The problem with that is that the City already gets an outside audit every year. The results are online. (Google “Medford MA audit.”) A redundant audit would be a waste of money. As a result, we voted it down.

Misinformation: We don't need the override — we can use free cash!

Short answer: No. No, we can't.

Long answer: If yearly tax revenue is the city's paycheck, free cash is like the city's savings account. During COVID, the federal government gave everyone a $1200 check. They gave cities some money as well. The amount in Medford’s bank account spiked post-2020, so we’ve had more than usual the past few years. But the deficits in the school budget are mostly staff salaries, and the idea that salaries can be plugged with free cash instead of an override is like me saying I don't need to look for a job because I have $1200 in the bank and that'll sustain me for another two weeks — so why bother looking now?

As an aside: this free cash bit goes deeper because the city did, in fact, used to run with almost nothing in the bank, even going negative some years.

Medford's certified free cash since 2004. Source: Division of Local Services, MA Department of Revenue

That's not good fiscal management. For context, here’s a graph of every other MA city in 2004, with their free cash as a percentage of their operating budget.

Cities are supposed to generate 3-5% free cash every year (from money unspent from the budget — positions that couldn't be filled, underestimations of revenue, and so on) so that we can fund one-time expenditures. Again, if you are making money, you put some into your savings account. Teacher and paraprofessional salaries need to be paid every year. If we put free cash towards those, we'd have an empty bank account in a few years, just like we used to.

What should free cash be spent on? Capital costs and one-time expenditures. And that’s what we’re doing. We spent it on a $3 million study for the new high school; stabilization funds (which most cities take for granted but which Medford only instituted last year) that, more recently, went towards capital projects like a new water heater at Brooks Elementary and replacements for the 40-year-old street lights near City Hall; two new firetrucks; $1.75 million to plug the school’s budget prior to the override; and the air conditioning system for the middle schools. Not all was spent because it's best financial practice to keep some in reserve, since that helps the city get better interest rates when we borrow later.

Misinformation: The tax impact calculator is wrong

Short answer: The calculator is the best estimate given the data provided by the state.

Long answer: This is a weird one that's cropped up more recently.

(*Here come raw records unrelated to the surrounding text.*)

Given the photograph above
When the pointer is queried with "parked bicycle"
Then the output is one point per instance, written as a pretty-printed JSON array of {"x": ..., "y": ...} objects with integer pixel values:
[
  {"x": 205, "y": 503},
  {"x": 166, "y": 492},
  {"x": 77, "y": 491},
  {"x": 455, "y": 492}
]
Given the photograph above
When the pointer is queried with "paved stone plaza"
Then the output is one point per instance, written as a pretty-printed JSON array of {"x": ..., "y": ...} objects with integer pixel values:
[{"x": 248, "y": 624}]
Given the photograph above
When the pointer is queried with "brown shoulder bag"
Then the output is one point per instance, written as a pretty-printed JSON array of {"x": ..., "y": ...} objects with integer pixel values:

The Invest in Medford website has a property tax impact calculator that can take someone's address as input and tell them how much their taxes will go up if all three ballot measures pass (the average is $37 a month). It takes in data published by the state of Massachusetts and offers the exact same calculation that the state puts on its own official calculator.

The complaint here (I think) is that the calculator is not using FY25 property tax rates, which is impossible because those rates have not been set yet (because it’s not the future). There was a back-and-forth about it at the last Council meeting.

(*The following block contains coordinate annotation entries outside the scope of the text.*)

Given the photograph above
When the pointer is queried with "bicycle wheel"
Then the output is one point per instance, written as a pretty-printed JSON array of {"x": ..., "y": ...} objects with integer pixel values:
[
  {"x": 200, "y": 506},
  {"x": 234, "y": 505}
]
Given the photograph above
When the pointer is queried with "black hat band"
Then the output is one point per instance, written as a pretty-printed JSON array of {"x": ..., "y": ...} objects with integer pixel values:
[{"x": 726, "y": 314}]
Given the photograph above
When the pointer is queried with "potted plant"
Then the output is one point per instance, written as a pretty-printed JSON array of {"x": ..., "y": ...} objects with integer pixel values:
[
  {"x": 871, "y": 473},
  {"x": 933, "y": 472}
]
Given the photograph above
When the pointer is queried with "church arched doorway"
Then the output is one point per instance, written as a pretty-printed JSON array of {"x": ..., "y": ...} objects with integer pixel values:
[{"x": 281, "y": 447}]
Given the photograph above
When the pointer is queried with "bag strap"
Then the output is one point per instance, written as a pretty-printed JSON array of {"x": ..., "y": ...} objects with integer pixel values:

Anyway — the list goes on, more will crop up, and Invest in Medford's FAQs page has attempted to address these as best as anyone can. The points I discussed above were just egregious misstatements, but other issues that regularly crop up aren't misstatements so much as red herrings, and still more issues just reduce to political disagreements between different factions within Medford.

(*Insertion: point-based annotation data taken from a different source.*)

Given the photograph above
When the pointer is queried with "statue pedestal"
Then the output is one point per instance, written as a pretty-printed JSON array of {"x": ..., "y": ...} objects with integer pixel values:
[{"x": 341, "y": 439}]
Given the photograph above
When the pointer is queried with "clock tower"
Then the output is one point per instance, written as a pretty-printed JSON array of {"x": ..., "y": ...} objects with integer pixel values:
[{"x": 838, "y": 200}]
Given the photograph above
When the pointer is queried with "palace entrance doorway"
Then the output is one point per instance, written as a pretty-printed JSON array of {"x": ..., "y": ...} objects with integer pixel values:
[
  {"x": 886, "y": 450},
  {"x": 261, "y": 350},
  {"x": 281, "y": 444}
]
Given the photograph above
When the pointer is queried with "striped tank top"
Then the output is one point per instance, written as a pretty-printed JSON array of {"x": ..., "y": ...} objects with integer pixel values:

At the end of the day, it’s all a distraction. Medford is massively underfunded, we’re at a fiscal cliff, and those campaigning to oppose these initiatives have never offered an actionable plan, because they have no plan to offer. Only one actionable plan has been offered: implement an override to fund our roads, schools, and fire department, thereby addressing immediate shortfalls; overhaul the City's zoning to aid the long-term development of Medford; and support staff as they modernize our municipal government. And that’s what we’re doing.